Aside from the above niggles, we enjoyed using the Cocoon and everyone flocked around it when the external hidden LEDs came on. We also really liked the PC Suite software that comes with it, which lets you back up all your data and send messages from your computer via the provided USB cable or Bluetooth.


Performance
Audio quality during calls was acceptable but not as loud as we would have liked. The speakerphone was also a little quiet for use in a car or noisy environment.


Buttons on the side of the handset control the Cocoon's music player

Picture quality from the 2-megapixel camera was adequate but don't expect high-quality prints, particularly in low light where the LED photo light simply didn't illuminate enough.

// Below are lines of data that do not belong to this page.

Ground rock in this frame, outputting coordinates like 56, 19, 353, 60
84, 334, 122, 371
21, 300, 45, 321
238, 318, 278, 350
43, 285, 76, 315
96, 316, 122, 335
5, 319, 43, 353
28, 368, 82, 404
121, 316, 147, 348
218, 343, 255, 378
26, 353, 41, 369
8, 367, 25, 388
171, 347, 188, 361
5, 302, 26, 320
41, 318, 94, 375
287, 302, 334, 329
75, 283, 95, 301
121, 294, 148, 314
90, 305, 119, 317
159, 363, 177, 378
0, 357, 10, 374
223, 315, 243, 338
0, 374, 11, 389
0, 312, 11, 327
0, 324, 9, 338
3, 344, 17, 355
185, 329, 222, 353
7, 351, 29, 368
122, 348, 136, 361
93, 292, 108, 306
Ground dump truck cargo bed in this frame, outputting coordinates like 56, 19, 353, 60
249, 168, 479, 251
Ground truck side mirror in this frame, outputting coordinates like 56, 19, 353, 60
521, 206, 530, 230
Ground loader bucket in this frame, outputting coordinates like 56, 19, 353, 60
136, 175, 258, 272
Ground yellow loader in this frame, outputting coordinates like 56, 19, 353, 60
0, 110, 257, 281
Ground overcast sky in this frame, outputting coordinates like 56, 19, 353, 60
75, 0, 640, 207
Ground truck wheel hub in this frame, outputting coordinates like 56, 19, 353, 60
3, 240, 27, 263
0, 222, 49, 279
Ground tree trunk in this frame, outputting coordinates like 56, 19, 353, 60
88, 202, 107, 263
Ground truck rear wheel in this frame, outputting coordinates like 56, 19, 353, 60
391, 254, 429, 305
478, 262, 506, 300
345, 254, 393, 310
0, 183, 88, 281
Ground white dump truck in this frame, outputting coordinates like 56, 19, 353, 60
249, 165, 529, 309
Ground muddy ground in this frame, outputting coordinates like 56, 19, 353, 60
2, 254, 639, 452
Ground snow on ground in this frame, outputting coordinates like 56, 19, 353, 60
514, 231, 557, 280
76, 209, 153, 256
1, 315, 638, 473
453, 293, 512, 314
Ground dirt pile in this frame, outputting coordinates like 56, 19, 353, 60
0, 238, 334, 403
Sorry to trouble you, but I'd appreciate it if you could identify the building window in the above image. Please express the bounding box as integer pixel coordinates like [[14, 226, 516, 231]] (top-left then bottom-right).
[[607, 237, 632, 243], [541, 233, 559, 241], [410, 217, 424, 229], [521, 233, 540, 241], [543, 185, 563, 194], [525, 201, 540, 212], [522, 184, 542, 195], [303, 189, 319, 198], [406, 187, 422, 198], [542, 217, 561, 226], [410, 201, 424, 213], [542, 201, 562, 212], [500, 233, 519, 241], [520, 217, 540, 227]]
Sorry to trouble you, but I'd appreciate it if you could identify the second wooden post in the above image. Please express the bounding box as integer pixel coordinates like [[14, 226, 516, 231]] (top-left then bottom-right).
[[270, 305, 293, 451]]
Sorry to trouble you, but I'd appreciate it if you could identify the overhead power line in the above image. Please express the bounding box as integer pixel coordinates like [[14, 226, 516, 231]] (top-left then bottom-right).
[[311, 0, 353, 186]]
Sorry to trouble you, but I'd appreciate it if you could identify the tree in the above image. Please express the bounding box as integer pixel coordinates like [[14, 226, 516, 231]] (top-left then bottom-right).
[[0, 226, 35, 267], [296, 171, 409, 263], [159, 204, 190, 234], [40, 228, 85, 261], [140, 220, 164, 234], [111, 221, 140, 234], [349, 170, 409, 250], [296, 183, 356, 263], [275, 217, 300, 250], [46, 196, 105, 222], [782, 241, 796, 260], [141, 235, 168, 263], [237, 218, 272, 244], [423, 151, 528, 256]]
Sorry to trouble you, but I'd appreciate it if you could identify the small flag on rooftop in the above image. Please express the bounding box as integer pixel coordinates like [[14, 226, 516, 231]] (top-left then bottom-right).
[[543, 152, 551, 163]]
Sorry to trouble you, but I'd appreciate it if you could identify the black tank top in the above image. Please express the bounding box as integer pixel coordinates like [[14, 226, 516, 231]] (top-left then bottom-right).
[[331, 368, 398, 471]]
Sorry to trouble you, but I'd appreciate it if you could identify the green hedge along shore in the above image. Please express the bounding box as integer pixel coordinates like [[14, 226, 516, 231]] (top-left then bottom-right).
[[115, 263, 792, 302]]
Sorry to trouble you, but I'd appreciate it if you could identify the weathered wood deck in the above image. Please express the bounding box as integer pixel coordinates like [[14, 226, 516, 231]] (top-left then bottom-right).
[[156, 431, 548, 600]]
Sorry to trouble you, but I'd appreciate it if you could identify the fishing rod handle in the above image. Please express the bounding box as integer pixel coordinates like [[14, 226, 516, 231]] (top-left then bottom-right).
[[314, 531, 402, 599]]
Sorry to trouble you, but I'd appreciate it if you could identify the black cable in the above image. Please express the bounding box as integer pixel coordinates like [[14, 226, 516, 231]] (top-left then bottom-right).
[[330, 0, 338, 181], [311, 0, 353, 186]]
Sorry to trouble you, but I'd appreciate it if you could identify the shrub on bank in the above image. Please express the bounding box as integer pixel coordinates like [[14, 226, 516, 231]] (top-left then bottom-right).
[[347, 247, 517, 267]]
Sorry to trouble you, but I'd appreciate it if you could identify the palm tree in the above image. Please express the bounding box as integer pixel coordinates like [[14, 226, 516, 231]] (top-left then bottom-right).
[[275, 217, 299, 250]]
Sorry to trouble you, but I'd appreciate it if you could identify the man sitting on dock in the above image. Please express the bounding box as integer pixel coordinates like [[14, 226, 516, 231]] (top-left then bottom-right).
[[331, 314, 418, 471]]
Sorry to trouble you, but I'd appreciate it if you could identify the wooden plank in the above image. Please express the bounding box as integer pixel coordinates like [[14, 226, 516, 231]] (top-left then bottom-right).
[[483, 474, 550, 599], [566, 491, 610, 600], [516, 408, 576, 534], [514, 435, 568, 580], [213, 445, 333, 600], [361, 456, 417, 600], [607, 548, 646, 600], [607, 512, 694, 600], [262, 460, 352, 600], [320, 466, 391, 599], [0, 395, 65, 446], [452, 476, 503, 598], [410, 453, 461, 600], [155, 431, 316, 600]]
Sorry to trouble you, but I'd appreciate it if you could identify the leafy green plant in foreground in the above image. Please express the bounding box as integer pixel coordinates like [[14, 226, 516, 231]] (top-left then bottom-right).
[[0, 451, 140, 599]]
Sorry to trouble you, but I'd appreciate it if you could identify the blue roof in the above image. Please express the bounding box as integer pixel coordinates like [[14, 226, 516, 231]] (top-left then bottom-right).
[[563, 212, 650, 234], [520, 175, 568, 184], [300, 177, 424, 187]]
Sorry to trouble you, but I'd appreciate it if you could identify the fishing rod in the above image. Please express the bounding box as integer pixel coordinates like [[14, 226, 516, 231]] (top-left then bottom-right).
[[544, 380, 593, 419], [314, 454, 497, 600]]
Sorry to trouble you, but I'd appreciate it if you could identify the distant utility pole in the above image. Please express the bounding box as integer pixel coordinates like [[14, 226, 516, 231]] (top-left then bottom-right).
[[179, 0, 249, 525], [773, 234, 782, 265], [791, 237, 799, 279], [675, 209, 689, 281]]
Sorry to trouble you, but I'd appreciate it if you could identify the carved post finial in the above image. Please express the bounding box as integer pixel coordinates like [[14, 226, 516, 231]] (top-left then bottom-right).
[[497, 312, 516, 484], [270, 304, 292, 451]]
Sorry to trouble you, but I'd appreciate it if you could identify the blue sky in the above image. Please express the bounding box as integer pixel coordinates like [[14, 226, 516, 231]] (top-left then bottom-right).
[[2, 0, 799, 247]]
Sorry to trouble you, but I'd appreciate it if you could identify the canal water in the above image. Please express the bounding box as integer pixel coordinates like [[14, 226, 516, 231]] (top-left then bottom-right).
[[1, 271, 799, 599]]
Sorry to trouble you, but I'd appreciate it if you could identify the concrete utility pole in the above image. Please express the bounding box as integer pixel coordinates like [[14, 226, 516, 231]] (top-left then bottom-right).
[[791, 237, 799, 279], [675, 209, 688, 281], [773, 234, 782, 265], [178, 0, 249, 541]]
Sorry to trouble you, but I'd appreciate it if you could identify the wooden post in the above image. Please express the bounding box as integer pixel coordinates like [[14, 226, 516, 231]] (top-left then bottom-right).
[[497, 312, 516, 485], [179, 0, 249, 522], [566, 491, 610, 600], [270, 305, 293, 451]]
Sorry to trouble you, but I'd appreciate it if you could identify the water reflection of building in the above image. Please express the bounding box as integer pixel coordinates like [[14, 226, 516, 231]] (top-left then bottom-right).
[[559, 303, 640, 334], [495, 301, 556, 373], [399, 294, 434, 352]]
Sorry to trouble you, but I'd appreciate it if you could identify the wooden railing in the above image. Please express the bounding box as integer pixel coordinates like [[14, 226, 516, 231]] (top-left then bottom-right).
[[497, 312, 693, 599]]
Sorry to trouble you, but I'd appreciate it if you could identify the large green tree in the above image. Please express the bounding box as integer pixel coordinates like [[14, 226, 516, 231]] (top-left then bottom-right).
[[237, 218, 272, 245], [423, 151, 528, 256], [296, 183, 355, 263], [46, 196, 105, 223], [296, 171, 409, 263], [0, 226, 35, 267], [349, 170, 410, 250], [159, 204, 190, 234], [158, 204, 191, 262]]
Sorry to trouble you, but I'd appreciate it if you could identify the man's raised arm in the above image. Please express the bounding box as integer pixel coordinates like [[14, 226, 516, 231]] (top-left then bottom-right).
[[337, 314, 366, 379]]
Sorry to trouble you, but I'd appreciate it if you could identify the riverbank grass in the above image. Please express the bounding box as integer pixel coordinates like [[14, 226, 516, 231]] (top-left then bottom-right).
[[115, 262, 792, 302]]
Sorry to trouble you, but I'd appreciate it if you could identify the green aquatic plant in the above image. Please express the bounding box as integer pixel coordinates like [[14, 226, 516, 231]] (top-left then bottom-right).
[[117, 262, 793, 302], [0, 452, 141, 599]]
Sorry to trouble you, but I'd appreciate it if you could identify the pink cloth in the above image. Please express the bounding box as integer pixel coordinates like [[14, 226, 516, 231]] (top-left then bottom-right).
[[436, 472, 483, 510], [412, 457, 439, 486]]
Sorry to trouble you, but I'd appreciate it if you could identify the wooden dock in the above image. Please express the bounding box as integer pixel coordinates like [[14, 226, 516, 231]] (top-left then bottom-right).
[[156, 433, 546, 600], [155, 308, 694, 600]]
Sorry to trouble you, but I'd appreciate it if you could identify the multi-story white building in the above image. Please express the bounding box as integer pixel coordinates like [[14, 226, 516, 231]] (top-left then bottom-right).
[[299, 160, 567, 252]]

Battery life was good, lasting for over two days if we didn't make many video calls or browse the Web a lot. Otherwise it lasted for just a day. O2 quotes it at 345 hours' standby time and 5 hours' talk time.

Conclusion
It's great to see O2 has taken the bull by the horns and produced an innovative phone that's packed with features. The Cocoon is definitely worth a look if you value retro design and want some cool music features and high-speed Internet access on the go.

Our only real issues with this handset are that the camera could be better, and even though it has high-speed Internet access, O2 doesn't yet have a flat-rate data plan. This means browsing the Web could cost you a lot more than you bargained for.

If the Cocoon strikes you as a little too retro for your tastes, it's worth checking out the Nokia N95, which has a great music player and is also packed with features. We also like the Motorola Razr 2 V8, which doesn't contain as many features but is a shiny flip phone that will slip easily into a bag or pocket.